Every year when Father’s Day is getting closer, you see commercials for Home Depot and Lowe’s advertising grills and tools to buy your father. Stores have sales on ties and belts. The card aisle is flush with cartoonish pictures of men in lounge chairs, playing golf, or fishing. But what about the dad’s that don’t fit this mold? My dad is way different and none of these stores cater to him.
My dad doesn’t like going golfing or fishing. He would prefer a loud rock concert. My dad hates wearing ties; he refers to them as a noose. He would rather wear a tie dye t-shirt and sandals. My dad doesn’t eat red meat, so grills, although used in the summer by my family, were never this big macho thing for him. He doesn’t drink beers like Budweiser or Coors. He’d prefer a Blue Moon or a pina colada. Honestly, he would prefer a joint over alcohol any day. He’s different than the stereotypical “dad” that is marketed to us, and I love him even more for it.
He’s not afraid to lift a finger and clean the house, grocery shop, or cook dinner. He can’t fix a car, but he can tell you every Beatles Album. He’s my dad and he doesn’t fit into the small box we provide fathers to fit in so they are acceptable by society. I can never find him a Father’s Day card at Walgreens or any drugstore. I normally have to make him one or find it on niche sites that cater to the “hippie dad!”
Instead of wasting my money on fishing poles, golf clubs, or tool boxes, I hit the record store and get him the latest CDs of his favorite bands. I buy him his umpteenth Grateful Dead tie dye shirt depicting one of their songs. I search high and low for rare records. I find him biographies of his favorite figures like Bob Dylan, Jerry Garcia, and Keith Richards. He’s also a retired History teacher, so anything about Lincoln will suffice.
My dad and I are best buds. Where most daughters feel uncomfortable talking to their dads about anything, I could talk to my dad about relationship issues, gossip at school, and the latest trends and he would eat it up. He gives great advice and although he’s not super sensitive to sickness, he would always message me to say he’s sorry I’m sick and that the Grateful Dead always makes him feel better.
We can chat on the phone for hours. Mostly he updates me on the new CDs he’s bought (yes he still buys CDs), or concerts he has on the horizon or just went to, and the latest pop news. We are concert buddies for life. I loved growing up going to shows with my dad. Even when I was too cool to be seen with him, I’d slowly make my way back over after seeing young guys compliment his latest GD t-shirt. My mom may not think he is cool, but I sure do!

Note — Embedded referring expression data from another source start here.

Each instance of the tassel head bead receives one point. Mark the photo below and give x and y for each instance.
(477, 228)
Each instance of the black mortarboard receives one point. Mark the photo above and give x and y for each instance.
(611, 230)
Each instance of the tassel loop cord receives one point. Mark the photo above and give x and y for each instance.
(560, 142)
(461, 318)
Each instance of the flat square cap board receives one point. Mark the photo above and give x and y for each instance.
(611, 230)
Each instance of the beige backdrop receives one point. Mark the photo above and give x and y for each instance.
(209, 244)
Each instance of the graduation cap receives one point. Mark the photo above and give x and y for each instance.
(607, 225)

He’s always been there for me. He came to all my dance recitals. He edited all my papers and encouraged my desire to be a writer. He still calls me his baby, even though I’m the oldest child and I’m almost 30. I love it though. I will always be his baby. I will always need my Daddy, even after he walks me down the aisle this summer and “gives me away” to Ethan. Father Daughter relationships should never fade.
I know that a lot of children grow up without a father. I don’t mean in the case of same sex couples because they rock, but in the case of single moms and absent fathers. It is so easy for men to just walk away and not take responsibility for their actions, but those men who stick around and prove society wrong are improving their child’s upbringing. My mom is super tough and I bet she could have done it alone, but my parents happy, healthy relationship and my dad being always present in my life is one of the many reasons I’ve made it as far as I have.

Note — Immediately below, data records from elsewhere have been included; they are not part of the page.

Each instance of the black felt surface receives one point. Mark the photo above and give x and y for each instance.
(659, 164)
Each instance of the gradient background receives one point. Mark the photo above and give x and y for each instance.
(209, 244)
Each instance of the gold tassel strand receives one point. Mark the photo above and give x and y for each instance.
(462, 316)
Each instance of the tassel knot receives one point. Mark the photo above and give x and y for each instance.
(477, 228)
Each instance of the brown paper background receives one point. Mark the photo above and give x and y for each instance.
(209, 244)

He’s cheered me on at graduations, and financially supported my dreams to go to college and pursue my dreams. Without him, I wouldn’t be where I’m at. He’s quirky and unique, but I like that he isn’t macho and doesn’t shut off his emotions. He loves sports, but he doesn’t ignore his kids. He never had any addictions or walked out. He’s a stand up guy.

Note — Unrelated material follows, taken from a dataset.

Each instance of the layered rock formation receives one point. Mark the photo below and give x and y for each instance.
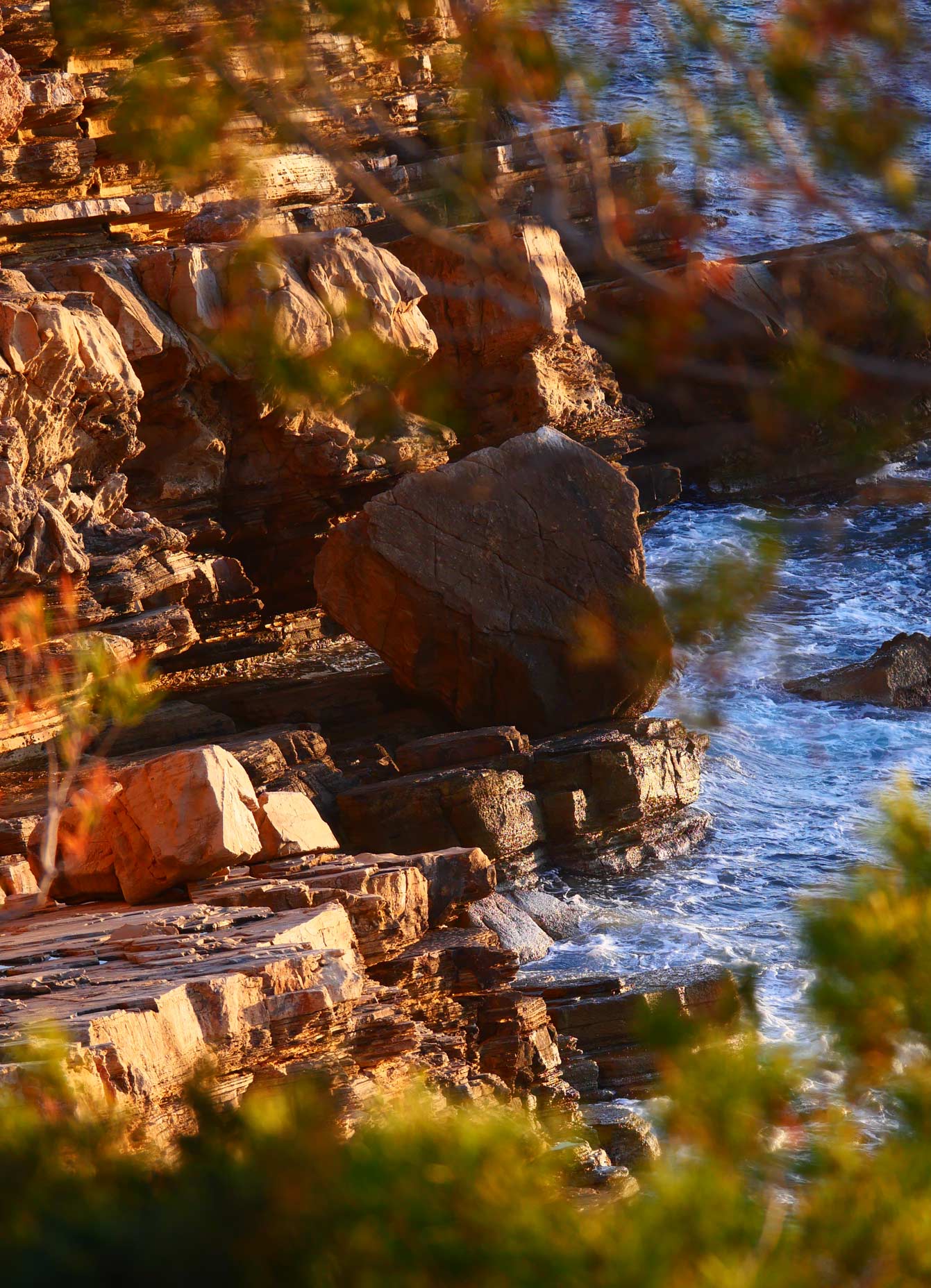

I also see a lot of him in me. We are both talkative and unafraid of talking to complete strangers. I also gained my love of music and travel from him. He taught me to have a big heart and love and treat everyone as I want to be treated. He taught in inner city Philadelphia for 37 years and he loved working with the lesser served students. He truly cared about the kids that got left behind by society. I admire him for that and am working in nonprofits in part due to both my parents sacrifices for the greater good.
So, even though I have to search high and low for a Father’s Day card that fits my dad, I wouldn’t change a thing. He breaks the mold and is the best Dad I could ever ask for. I can’t wait to walk down the aisle with him and see that glisten in his eye as he gives away his baby girl. What I hope he knows is that I’ll always be his baby and we will always be best friends even if Ethan is my husband.
I love you daddy! Happy Father’s Day!